The 8-day trip was packed with activities, allowing students to truly enjoy the suburban life of Chiang Rai. On Day 2, the trip formally began and we kickstarted it with a short decent hike before the exhausting full-day hike on Day 4. This somehow acted as a preparation for us as we only hiked for approximately half a day. What follows after was the confidence course, which required us to finish certain challenges above water, with the aim being to walk from an end to another end to finish the challenges. This course was challenging, both physically and mentally, as it was not easy for you to reach out your first step.
For Day 3, we carried out an English teaching programme by going to a local primary school and meeting the students there. They were very nice, and I could never forget my experiencing of interacting with them. They were all thirsty for knowledge, and they all had the passion for learning, which should be the thing that matters the most. The experience was fulfilling, even though many things didn’t go as planned, but it was always nice approaching and helping the needed. We finished a high rope course in the afternoon. As the name suggests, the high ropes were a few meters off the ground. Many people had to overcome their fear of heights and finished the course, even though they struggled a lot at first.
For Day 4, we hiked in a place called Fang for the whole day.
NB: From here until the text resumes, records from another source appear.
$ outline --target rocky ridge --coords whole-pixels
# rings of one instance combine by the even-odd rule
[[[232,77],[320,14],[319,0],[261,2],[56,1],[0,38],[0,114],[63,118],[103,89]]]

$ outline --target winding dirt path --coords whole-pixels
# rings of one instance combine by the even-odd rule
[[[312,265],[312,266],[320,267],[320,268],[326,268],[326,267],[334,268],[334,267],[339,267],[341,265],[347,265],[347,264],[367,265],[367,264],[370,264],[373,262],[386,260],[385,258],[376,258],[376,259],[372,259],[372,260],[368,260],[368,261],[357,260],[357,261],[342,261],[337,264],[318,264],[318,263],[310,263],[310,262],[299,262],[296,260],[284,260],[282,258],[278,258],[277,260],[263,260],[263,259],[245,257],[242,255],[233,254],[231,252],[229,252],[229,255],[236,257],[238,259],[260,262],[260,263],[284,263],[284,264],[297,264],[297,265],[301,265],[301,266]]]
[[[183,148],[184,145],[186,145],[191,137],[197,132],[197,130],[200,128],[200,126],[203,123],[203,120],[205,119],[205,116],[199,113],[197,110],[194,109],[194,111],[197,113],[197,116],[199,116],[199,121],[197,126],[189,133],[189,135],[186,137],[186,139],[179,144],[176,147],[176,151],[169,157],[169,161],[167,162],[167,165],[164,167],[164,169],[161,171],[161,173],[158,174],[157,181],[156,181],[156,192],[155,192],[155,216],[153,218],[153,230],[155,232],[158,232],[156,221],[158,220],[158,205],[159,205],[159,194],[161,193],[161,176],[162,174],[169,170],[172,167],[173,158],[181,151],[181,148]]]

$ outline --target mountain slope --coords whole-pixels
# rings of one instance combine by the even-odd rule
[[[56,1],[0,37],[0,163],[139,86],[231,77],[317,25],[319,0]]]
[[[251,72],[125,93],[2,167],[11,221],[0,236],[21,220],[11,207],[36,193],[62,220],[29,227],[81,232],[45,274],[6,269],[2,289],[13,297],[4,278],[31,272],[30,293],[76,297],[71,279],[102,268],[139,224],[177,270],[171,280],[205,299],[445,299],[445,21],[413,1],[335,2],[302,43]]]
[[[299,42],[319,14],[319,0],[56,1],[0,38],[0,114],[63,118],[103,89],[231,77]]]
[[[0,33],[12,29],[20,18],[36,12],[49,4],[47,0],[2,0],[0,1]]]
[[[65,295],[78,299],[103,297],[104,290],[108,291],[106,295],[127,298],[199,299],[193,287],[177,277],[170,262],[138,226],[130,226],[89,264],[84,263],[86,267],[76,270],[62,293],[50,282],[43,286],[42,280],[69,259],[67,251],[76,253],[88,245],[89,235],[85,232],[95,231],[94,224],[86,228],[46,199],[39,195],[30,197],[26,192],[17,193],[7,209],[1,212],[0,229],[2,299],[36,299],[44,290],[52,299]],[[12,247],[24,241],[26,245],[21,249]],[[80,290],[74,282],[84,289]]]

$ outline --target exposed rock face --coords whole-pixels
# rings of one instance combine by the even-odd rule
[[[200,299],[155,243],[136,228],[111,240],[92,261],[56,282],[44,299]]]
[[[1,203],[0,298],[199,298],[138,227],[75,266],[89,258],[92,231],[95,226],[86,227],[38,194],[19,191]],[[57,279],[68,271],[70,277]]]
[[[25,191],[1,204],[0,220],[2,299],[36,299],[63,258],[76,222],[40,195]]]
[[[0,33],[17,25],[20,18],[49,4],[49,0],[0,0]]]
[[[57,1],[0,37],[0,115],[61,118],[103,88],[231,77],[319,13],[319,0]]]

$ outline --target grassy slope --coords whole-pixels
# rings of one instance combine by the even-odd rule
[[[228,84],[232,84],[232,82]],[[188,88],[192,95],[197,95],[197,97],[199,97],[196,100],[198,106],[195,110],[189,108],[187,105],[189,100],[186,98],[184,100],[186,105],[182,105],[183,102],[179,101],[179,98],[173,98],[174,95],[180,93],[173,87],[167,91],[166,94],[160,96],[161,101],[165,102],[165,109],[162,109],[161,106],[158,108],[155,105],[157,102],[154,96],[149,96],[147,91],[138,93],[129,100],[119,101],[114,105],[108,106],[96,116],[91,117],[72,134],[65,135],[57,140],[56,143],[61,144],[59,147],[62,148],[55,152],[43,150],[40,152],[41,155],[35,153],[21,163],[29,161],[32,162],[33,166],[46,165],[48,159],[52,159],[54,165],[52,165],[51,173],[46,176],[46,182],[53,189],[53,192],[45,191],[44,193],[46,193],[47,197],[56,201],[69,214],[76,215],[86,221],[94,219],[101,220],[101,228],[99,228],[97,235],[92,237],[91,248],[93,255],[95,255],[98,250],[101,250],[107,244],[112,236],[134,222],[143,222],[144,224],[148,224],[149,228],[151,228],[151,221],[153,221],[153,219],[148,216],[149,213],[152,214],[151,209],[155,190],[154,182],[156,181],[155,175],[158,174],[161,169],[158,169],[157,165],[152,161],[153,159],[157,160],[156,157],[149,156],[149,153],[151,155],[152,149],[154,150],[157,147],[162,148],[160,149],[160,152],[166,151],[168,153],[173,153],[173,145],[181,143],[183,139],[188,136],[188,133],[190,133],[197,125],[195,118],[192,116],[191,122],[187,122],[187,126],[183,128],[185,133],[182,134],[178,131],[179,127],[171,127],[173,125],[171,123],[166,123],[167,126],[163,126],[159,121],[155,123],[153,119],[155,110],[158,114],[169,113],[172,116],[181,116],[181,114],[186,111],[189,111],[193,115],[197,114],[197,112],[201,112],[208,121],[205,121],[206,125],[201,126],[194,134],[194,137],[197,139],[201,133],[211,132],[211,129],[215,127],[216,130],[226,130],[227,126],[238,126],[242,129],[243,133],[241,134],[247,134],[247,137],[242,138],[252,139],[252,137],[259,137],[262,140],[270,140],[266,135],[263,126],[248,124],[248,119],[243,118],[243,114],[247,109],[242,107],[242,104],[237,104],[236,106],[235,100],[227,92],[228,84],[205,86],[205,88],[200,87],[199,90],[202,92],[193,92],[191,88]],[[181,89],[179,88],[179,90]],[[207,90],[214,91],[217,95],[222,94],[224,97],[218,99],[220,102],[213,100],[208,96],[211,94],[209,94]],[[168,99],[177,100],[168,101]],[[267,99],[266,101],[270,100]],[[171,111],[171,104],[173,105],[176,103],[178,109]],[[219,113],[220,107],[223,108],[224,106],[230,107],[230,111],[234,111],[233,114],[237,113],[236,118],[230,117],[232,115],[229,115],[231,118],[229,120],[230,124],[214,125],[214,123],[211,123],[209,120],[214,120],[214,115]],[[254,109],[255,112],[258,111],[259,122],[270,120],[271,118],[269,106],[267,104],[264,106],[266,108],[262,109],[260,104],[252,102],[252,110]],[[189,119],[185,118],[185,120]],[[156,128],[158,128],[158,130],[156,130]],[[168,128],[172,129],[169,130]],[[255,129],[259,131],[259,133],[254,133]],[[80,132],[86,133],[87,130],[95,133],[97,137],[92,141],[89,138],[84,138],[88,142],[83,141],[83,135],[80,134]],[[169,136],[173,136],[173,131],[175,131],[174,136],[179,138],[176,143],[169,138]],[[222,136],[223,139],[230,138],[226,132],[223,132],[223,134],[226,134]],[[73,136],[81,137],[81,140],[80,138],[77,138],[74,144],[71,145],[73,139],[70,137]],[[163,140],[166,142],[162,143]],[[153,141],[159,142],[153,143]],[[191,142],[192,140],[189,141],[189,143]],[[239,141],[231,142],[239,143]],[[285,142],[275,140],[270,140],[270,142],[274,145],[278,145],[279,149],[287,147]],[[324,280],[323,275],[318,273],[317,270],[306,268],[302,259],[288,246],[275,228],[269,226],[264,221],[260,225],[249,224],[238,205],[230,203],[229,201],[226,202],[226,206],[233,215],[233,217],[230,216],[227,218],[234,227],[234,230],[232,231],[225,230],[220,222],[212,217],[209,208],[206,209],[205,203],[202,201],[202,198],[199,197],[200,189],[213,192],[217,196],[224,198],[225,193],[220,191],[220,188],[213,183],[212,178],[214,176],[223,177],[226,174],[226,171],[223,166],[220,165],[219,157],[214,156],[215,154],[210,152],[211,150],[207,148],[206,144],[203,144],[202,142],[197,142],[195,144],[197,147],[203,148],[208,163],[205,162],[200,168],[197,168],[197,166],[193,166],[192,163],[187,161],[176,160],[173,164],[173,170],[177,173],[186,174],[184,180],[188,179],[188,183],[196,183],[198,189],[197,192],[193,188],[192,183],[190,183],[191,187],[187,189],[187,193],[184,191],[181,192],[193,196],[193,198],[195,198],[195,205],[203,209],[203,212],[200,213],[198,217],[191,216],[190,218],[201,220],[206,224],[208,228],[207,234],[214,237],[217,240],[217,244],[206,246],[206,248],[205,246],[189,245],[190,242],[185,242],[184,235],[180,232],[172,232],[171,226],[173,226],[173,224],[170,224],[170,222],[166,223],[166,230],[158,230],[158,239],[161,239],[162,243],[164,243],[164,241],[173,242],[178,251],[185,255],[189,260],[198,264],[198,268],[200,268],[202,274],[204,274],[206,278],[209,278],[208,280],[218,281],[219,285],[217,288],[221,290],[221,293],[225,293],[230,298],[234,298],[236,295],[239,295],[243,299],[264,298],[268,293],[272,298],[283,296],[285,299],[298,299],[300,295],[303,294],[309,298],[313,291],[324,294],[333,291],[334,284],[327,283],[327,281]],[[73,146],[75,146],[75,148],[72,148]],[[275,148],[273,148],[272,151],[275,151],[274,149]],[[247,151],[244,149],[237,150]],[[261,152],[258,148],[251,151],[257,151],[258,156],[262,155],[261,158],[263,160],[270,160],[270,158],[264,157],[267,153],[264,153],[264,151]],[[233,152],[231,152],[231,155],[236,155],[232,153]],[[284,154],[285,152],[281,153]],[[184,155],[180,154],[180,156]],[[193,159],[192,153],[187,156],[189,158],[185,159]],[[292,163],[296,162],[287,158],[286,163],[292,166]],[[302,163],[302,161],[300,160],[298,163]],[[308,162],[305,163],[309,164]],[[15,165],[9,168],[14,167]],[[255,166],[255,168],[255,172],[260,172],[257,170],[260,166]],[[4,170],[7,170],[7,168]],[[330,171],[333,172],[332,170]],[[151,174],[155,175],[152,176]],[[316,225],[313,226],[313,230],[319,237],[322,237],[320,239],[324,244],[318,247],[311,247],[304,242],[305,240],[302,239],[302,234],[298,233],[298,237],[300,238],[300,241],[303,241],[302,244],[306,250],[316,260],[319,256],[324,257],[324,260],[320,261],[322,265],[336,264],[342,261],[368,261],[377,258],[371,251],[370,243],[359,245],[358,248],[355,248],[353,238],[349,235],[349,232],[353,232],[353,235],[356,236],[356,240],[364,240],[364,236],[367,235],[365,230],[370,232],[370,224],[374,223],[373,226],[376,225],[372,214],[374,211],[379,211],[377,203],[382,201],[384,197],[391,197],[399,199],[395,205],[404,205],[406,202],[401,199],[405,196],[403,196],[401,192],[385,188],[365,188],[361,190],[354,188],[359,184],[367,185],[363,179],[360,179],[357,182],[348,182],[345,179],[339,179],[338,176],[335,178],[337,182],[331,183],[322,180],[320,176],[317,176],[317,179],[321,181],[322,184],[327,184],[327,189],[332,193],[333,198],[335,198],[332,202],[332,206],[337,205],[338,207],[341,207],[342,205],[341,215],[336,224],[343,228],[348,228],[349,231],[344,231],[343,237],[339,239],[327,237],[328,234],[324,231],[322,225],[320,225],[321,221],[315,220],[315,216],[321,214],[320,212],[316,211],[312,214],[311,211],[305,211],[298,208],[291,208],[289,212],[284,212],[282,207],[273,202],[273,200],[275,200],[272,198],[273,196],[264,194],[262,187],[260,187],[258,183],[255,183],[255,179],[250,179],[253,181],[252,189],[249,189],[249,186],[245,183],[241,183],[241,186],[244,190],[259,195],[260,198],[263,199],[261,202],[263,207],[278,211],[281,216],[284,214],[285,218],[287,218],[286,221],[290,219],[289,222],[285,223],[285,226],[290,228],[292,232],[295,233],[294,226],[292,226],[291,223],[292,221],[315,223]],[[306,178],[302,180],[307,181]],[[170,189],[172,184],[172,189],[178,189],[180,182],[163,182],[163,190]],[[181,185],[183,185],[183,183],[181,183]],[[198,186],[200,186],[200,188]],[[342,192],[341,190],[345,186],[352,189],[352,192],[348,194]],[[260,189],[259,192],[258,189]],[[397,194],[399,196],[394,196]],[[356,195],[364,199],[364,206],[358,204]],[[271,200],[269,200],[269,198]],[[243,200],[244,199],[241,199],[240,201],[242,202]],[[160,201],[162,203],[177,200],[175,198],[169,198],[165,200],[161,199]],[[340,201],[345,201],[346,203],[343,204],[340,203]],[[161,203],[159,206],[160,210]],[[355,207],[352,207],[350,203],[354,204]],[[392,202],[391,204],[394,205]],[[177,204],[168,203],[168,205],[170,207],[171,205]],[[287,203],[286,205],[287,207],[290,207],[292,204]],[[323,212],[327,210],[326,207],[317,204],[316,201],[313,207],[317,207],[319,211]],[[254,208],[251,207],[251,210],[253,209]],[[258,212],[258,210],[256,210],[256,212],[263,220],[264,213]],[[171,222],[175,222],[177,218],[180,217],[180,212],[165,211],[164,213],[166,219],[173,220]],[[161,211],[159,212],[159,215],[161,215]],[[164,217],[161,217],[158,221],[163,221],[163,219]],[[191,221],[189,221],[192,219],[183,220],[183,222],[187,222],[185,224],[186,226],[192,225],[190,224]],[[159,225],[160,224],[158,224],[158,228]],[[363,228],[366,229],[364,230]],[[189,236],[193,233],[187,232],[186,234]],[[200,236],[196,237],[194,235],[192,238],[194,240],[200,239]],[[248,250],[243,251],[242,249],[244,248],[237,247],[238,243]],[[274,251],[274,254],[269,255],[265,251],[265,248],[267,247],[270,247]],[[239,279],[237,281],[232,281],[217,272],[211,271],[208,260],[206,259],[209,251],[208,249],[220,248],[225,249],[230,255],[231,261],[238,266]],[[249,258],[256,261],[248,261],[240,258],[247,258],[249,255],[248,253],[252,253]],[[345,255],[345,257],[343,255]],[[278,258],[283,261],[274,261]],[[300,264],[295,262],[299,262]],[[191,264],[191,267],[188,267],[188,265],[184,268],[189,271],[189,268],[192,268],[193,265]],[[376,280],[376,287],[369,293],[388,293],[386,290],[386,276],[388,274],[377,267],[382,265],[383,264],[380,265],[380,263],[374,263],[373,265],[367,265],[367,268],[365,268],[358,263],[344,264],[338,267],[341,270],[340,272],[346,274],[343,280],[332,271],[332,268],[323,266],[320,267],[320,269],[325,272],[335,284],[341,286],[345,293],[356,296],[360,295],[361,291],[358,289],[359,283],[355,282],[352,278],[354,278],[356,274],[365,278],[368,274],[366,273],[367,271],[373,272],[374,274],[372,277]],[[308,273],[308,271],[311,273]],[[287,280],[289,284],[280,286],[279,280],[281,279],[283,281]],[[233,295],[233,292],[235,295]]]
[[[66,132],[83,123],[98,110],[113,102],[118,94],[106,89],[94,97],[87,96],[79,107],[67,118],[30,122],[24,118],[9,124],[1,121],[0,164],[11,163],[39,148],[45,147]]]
It was a tough job. It ended up like an adventure more than a hiking (crossing rivers, going into caves etc.), and it probably will be the most remarkable hiking you will ever have in your life.
For Day 5, it was a full-day Ecology day after a full-day hiking. We went to two different rivers, one in suburban area and one in the city, to collect samples of living organisms to determine the water quality. This raised our awareness for water pollution and the importance for people to reduce the use of water. All in all, these two days required a lot physical excursion, and dedication to not giving up.
For Day 6, I had rock climbing and archery challenges in the morning session. For the rock climbing part, we were supposed to climb a few 4m-tall walls with the help of ropes. Participants who were waiting in line needed to pull the rope in order to stabilise the climber’s movement. It was another challenging activity for those who fear heights and those who are new to rock climbing. Nevertheless, most people held their nerves and finished it confidence and courage. In the afternoon, we went to a construction site as we were supposed to help building up a local school. The job we had was to move the bricks (after solidifying) to a lorry, and then we moved to the second site (the destination), which was a school. The bricks serve as the construction material for the new canteen of the local primary school. Although it was only a very small part of the whole construction, it would have taken the construction workers days to finish the transferring, and we somehow sped the process up.
Day 7 would be a treat for you if you had all the exhausting activities in the previous days. This was the last day with full-day activities. I enjoyed my morning as students were distributed in groups and we had to go to a local market to buy groceries and cook dishes to finish a cooking course. The cooking was a lot of fun, and the curry and fried rice tasted absolutely amazing. I spent the afternoon attending a short kayaking course. It involved training in pond. I enjoyed the actual kayaking in a river nearby the resort.